Structuring your code

Why structuring your code?

Why structuring your code?

  • Organization
  • Code quality
  • Allows for easy collaboration
  • Makes your project reproducible!
  • What did I do ???

Ultimately ...

other people will thank you ....

YOU WILL THANK YOU!!

Getting started

Getting started

You first need to install the requirements!


                        pip install cookiecutter
                        

cookiecutter is a

A command-line utility that creates projects from cookiecutters (project templates). E.g. Python package projects, jQuery plugin projects.

Starting a new project

Starting a new project is really easy! You don't need to create a directory first!


                        cookiecutter https://github.com/drivendata/cookiecutter-data-science
                        

or my version


                        cookiecutter https://github.com/vcalderon2009/cookiecutter-data-science
                        

See:
http://vanderbilt-astro-starting-grad-school.readthedocs.io/en/latest/
structuring_your_code.html

Starting a new project

https://drivendata.github.io/cookiecutter-data-science/

Folder structure

folder structure

Good coding and project management

Good coding and project management

There are some opinions that have grown out of experience with what works and what doesn't when collaborating on different projects.

Good coding and project management

  • Data is immutable
  • Notebooks are for exploration and communication
  • Analysis is a DAG → use Makefiles
  • Build from the environment up
  • Keep secrets and configuration out of version control
  • Be conservative in changing the default folder structure

And always use version control!

Writing a good script

Writing a good script

Why?

  • Easy to read
  • Easy to execute
  • Easy to debug
  • Removes unnecessary portions of the code (linting)

Easy to understand

Writing a good script


                        #! /usr/bin/env python
                        # -*- coding: utf-8 -*-

                        # AUTHOR
                        # Created      : DATE
                        # Last Modified: DATE
                        # UNIVERSITY OR PLACE
                        from __future__ import absolute_import, division, print_function 
                        __author__     = ['AUTHOR']
                        __copyright__  = ["Copyright 2018 AUTHOR, "]
                        __email__      = ['EMAIL ADDRESS']
                        __maintainer__ = ['AUTHOR']
                        """

                        """
                        # Importing Modules
                        from cosmo_utils       import mock_catalogues as cm
                        from cosmo_utils       import utils           as cu
                        from cosmo_utils.utils import file_utils      as cfutils
                        from cosmo_utils.utils import file_readers    as cfreaders
                        from cosmo_utils.utils import work_paths      as cwpaths
                        from cosmo_utils.utils import stats_funcs     as cstats
                        from cosmo_utils.utils import geometry        as cgeom
                        from cosmo_utils.mock_catalogues import catls_utils as cmcu

                        import numpy as num
                        import math
                        import os
                        import sys
                        import pandas as pd
                        import pickle
                        import matplotlib
                        matplotlib.use( 'Agg' )
                        import matplotlib.pyplot as plt
                        import matplotlib.ticker as ticker
                        plt.rc('text', usetex=True)
                        import seaborn as sns
                        #sns.set()
                        from progressbar import (Bar, ETA, FileTransferSpeed, Percentage, ProgressBar,
                                                ReverseBar, RotatingMarker)
                        from tqdm import tqdm

                        # Extra-modules
                        import argparse
                        from argparse import ArgumentParser
                        from argparse import HelpFormatter
                        from operator import attrgetter
                        from tqdm import tqdm

                        ## Functions
                        class SortingHelpFormatter(HelpFormatter):
                            def add_arguments(self, actions):
                                """
                                Modifier for `argparse` help parameters, that sorts them alphabetically
                                """
                                actions = sorted(actions, key=attrgetter('option_strings'))
                                super(SortingHelpFormatter, self).add_arguments(actions)

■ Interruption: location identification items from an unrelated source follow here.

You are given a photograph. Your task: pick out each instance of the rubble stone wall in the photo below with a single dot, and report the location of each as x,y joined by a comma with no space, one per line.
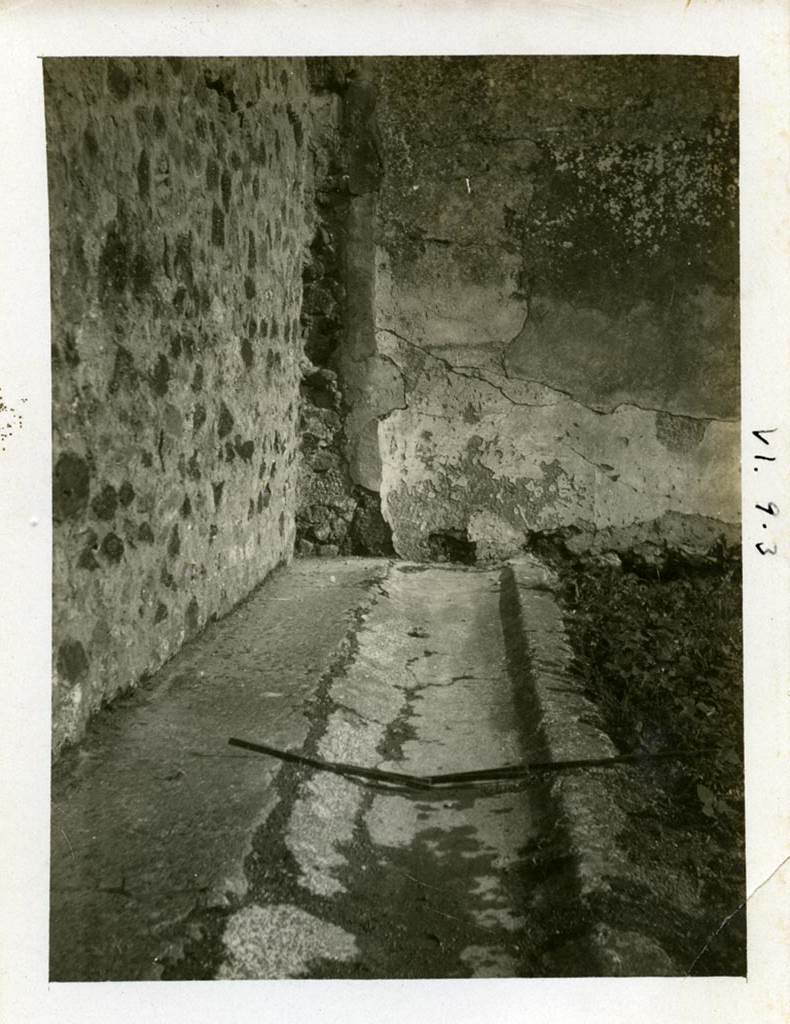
180,206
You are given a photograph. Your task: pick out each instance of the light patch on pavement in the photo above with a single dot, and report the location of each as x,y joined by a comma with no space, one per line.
280,941
321,821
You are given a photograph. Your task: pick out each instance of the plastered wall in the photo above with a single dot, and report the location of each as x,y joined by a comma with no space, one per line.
555,299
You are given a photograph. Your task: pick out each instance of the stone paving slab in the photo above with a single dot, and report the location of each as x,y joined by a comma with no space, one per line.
153,813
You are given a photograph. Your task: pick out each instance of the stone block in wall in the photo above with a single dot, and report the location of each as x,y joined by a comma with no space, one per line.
180,198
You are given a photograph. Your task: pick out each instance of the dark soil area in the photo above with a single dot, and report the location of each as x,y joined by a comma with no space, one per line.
660,652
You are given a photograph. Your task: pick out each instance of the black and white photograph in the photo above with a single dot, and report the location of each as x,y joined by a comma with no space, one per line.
401,516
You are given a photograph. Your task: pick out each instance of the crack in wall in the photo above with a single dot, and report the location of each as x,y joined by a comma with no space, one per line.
458,371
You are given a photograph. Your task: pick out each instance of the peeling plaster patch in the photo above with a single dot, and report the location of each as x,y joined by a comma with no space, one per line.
679,433
280,941
534,467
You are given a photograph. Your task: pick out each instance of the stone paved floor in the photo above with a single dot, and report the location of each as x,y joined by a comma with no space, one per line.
176,856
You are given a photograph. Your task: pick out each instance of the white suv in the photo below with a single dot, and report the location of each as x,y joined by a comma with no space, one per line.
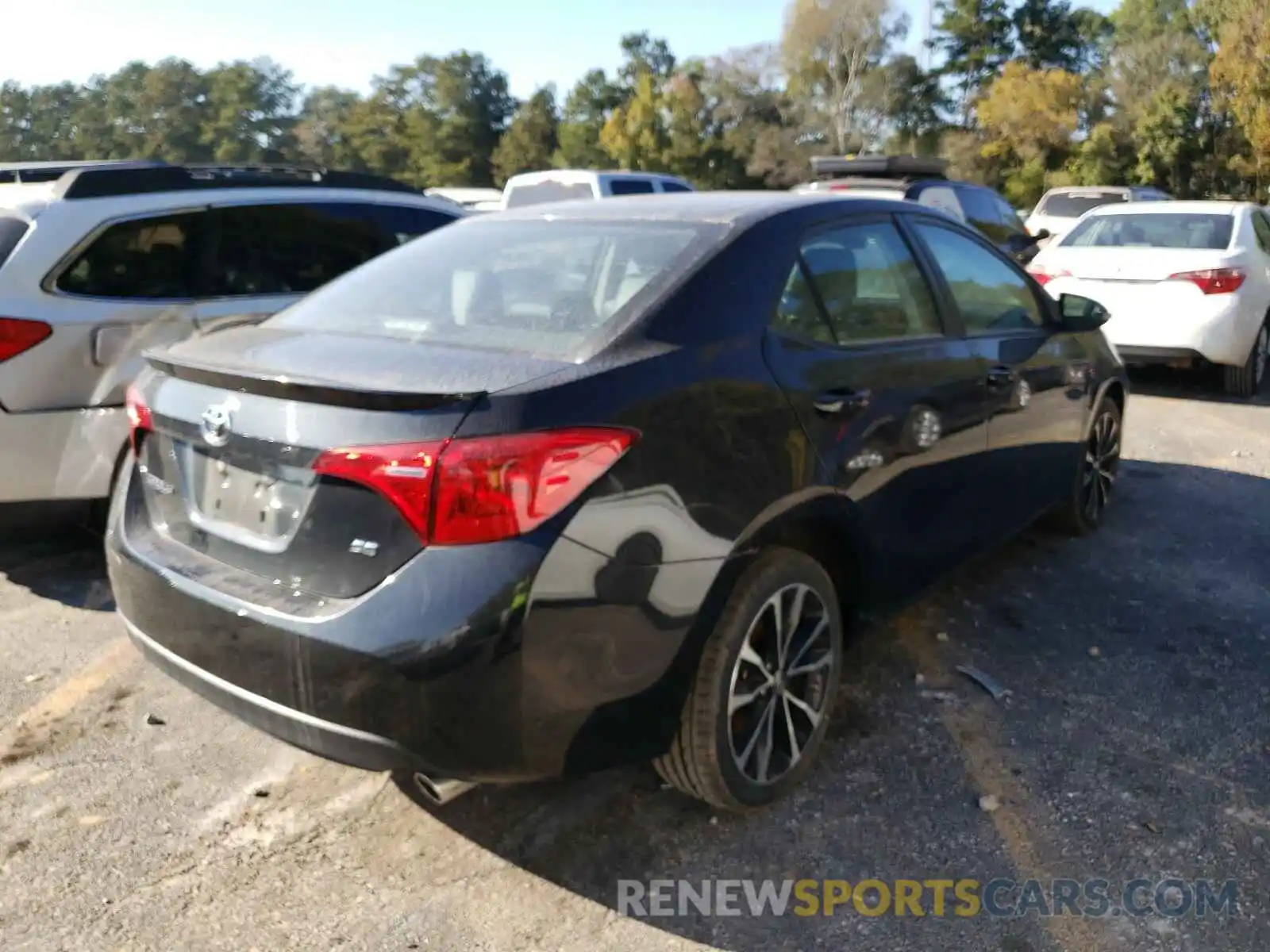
99,262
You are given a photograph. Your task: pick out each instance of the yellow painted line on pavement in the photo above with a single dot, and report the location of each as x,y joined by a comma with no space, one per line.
61,701
1022,816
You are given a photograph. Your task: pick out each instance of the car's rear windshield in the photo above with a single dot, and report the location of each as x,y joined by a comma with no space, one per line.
1068,205
12,228
544,289
540,192
1162,230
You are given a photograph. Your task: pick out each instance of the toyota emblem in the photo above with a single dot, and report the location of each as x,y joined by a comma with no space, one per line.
216,425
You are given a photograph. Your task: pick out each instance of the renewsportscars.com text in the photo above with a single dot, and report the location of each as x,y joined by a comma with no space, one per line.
1003,898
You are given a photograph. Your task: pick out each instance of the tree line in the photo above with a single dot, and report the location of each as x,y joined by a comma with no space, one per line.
1019,94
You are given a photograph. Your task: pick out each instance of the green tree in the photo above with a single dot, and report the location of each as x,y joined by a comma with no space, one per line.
976,40
586,111
831,48
531,140
635,135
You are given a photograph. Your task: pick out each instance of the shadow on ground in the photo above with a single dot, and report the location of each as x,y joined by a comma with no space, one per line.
1137,724
55,555
1203,385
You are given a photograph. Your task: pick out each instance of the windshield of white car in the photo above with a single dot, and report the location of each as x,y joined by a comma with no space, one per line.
1066,205
537,287
540,192
1200,230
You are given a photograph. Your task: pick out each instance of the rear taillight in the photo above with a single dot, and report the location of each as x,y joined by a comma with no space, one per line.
18,336
482,489
1213,281
1043,277
140,419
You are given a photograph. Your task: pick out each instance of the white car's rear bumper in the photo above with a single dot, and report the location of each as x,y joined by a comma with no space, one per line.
1172,319
60,455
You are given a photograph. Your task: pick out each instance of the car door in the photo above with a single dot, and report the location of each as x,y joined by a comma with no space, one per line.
1035,380
267,255
889,400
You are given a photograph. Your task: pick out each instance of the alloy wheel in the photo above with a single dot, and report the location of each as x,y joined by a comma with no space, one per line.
1102,460
780,683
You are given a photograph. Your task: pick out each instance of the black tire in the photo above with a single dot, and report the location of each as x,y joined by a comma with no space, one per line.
1246,381
702,761
1098,469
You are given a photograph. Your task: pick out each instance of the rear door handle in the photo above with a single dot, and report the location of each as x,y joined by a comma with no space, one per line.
1001,378
841,401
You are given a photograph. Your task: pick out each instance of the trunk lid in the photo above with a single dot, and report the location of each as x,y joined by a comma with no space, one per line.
1137,264
238,420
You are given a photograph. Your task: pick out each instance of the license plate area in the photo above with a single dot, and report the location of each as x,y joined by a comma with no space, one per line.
260,507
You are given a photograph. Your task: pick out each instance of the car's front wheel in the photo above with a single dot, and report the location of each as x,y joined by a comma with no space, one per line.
764,692
1083,512
1246,381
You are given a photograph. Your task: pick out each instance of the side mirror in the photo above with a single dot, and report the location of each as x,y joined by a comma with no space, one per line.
1081,314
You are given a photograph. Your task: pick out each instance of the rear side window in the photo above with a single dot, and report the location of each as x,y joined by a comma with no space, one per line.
982,213
630,187
291,249
1155,230
12,232
1073,205
150,259
537,287
541,192
868,283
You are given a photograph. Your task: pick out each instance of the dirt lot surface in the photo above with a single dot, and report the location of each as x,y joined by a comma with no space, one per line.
1134,744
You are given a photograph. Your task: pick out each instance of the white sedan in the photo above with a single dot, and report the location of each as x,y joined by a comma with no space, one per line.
1184,282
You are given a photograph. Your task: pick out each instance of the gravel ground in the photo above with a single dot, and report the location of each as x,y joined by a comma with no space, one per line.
1133,746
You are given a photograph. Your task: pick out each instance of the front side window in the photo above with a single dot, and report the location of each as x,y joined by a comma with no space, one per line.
981,211
146,259
403,222
537,287
868,283
548,190
290,249
991,295
13,228
1073,205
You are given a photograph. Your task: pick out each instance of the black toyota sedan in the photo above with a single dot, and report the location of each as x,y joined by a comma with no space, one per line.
595,482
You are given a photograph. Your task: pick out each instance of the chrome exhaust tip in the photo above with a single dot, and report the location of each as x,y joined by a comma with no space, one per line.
441,790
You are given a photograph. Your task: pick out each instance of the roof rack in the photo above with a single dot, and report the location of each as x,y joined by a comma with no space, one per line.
25,173
879,167
102,181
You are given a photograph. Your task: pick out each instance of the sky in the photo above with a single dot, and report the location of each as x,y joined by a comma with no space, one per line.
346,42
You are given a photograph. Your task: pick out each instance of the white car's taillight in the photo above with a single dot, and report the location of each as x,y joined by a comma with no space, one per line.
1213,281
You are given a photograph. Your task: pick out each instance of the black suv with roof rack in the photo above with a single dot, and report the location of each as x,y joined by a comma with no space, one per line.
101,260
925,181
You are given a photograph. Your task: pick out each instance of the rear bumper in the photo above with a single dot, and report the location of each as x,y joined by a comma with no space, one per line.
333,742
518,660
60,455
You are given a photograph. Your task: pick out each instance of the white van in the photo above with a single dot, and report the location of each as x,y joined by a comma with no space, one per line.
565,184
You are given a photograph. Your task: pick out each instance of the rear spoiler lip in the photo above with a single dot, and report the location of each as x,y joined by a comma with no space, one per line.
305,390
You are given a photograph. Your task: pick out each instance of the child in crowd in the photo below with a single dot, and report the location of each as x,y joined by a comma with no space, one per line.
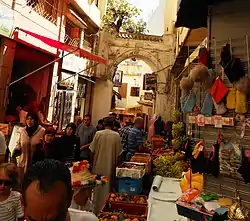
10,201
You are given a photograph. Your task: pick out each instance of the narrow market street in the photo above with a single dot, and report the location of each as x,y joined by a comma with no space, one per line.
124,110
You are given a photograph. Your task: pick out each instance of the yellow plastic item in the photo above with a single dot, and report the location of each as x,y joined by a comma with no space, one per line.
196,179
231,98
241,103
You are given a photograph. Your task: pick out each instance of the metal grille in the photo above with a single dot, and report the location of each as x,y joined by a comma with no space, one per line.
225,185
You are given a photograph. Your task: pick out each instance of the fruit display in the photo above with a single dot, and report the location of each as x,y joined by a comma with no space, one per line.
176,116
131,169
170,166
177,132
119,217
123,197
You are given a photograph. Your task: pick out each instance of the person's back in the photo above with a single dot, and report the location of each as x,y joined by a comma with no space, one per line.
107,150
159,126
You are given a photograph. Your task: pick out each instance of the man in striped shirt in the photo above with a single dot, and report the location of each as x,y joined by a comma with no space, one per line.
135,139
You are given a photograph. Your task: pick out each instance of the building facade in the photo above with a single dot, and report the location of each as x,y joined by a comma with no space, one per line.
30,33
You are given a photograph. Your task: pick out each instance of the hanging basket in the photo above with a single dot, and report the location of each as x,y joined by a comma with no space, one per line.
199,73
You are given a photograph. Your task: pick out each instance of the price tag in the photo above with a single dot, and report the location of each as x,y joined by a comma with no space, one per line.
218,121
201,120
132,189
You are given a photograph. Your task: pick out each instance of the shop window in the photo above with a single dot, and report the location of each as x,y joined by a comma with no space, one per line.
135,92
72,34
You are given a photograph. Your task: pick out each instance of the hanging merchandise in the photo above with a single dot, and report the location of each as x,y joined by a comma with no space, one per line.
199,73
233,67
220,108
243,85
241,103
204,57
209,82
190,103
219,90
198,162
192,180
230,158
186,84
245,166
207,108
231,98
213,160
237,212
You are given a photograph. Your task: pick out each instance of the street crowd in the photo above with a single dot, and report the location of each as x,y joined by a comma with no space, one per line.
37,185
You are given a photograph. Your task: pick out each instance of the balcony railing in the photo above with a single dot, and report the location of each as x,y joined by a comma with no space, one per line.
44,8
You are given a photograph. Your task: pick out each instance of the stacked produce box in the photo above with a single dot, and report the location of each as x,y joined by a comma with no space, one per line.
130,176
124,207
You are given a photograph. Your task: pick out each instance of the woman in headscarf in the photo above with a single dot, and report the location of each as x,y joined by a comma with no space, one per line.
69,145
30,136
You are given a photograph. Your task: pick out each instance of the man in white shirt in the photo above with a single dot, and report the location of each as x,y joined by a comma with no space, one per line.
47,194
3,146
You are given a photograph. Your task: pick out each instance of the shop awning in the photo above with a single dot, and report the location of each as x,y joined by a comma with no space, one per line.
65,47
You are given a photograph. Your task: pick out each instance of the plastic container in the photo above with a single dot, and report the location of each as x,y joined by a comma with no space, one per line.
129,209
129,185
116,198
110,216
143,158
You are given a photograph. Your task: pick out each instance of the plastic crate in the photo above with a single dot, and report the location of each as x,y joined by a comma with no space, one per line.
129,209
116,198
129,185
106,215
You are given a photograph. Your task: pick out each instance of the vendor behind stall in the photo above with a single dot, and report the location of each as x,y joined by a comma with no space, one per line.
135,139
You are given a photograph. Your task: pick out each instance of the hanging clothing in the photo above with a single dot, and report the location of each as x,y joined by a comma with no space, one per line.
28,142
106,148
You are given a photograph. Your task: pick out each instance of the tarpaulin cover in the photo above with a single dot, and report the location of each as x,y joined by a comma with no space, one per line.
65,47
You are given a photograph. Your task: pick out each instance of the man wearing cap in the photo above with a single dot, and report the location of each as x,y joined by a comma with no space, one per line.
106,149
135,139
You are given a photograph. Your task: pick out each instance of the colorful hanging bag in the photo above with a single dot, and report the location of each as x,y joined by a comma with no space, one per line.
241,103
190,103
231,98
207,108
219,90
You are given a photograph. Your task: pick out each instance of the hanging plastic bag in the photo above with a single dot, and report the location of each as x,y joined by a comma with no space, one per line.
241,103
231,98
220,108
207,108
190,103
219,90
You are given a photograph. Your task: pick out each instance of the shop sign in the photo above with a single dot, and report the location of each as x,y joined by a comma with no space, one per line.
74,63
67,81
201,120
217,121
117,80
148,96
6,18
150,81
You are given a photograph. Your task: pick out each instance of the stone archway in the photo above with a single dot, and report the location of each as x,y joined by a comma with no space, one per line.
156,51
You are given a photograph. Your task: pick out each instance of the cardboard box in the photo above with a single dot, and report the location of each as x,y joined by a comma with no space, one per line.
126,170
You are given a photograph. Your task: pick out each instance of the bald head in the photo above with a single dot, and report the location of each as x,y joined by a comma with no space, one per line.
139,122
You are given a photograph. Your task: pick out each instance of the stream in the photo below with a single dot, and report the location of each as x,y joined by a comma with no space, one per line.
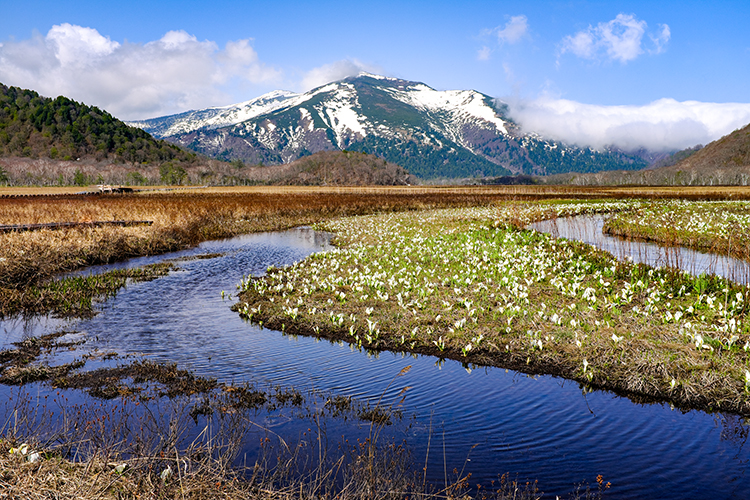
490,420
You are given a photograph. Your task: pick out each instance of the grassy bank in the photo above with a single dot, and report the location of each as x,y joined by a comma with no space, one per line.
716,227
468,284
155,431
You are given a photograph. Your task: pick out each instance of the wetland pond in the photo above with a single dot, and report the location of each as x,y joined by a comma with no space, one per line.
490,420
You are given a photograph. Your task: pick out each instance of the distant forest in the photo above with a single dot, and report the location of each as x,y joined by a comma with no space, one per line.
39,127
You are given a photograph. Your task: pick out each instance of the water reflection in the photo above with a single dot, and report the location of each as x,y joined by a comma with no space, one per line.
491,420
588,229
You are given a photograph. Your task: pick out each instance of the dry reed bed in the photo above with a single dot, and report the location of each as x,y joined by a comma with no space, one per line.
469,285
180,219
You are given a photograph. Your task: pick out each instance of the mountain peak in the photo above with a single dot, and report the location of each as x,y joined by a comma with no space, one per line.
432,133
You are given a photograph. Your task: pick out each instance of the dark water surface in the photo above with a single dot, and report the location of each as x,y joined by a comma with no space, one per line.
588,228
541,428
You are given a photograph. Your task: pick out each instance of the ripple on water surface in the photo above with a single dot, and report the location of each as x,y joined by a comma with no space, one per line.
491,420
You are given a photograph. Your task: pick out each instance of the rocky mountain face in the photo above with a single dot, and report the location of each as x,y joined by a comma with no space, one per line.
433,134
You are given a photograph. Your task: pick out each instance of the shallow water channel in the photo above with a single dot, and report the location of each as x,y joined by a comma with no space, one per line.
492,420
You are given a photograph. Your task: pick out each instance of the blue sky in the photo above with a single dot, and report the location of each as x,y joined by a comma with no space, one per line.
661,74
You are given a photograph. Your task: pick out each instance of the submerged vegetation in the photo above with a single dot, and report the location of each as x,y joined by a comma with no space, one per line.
447,272
471,285
717,227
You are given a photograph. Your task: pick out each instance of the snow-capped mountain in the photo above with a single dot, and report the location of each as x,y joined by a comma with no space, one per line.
457,133
216,117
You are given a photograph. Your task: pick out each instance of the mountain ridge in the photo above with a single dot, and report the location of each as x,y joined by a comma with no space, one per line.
431,133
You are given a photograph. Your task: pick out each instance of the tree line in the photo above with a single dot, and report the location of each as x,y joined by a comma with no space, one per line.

                        def _str2bool(v):
                            if v.lower() in ('yes', 'true', 't', 'y', '1'):
                                return True
                            elif v.lower() in ('no', 'false', 'f', 'n', '0'):
                                return False
                            else:
                                raise argparse.ArgumentTypeError('Boolean value expected.')

                        def _check_pos_val(val, val_min=0):
                            """
                            Checks if value is larger than `val_min`

                            Parameters
                            ----------
                            val: int or float
                                value to be evaluated by `val_min`

                            val_min: float or int, optional (default = 0)
                                minimum value that `val` can be

                            Returns
                            -------
                            ival: float
                                value if `val` is larger than `val_min`

                            Raises
                            -------
                            ArgumentTypeError: Raised if `val` is NOT larger than `val_min`
                            """
                            ival = float(val)
                            if ival <= val_min:
                                msg  = '`{0}` is an invalid input!'.format(ival)
                                msg += '`val` must be larger than `{0}`!!'.format(val_min)
                                raise argparse.ArgumentTypeError(msg)

                            return ival

                        def get_parser():
                            """
                            Get parser object for `eco_mocks_create.py` script.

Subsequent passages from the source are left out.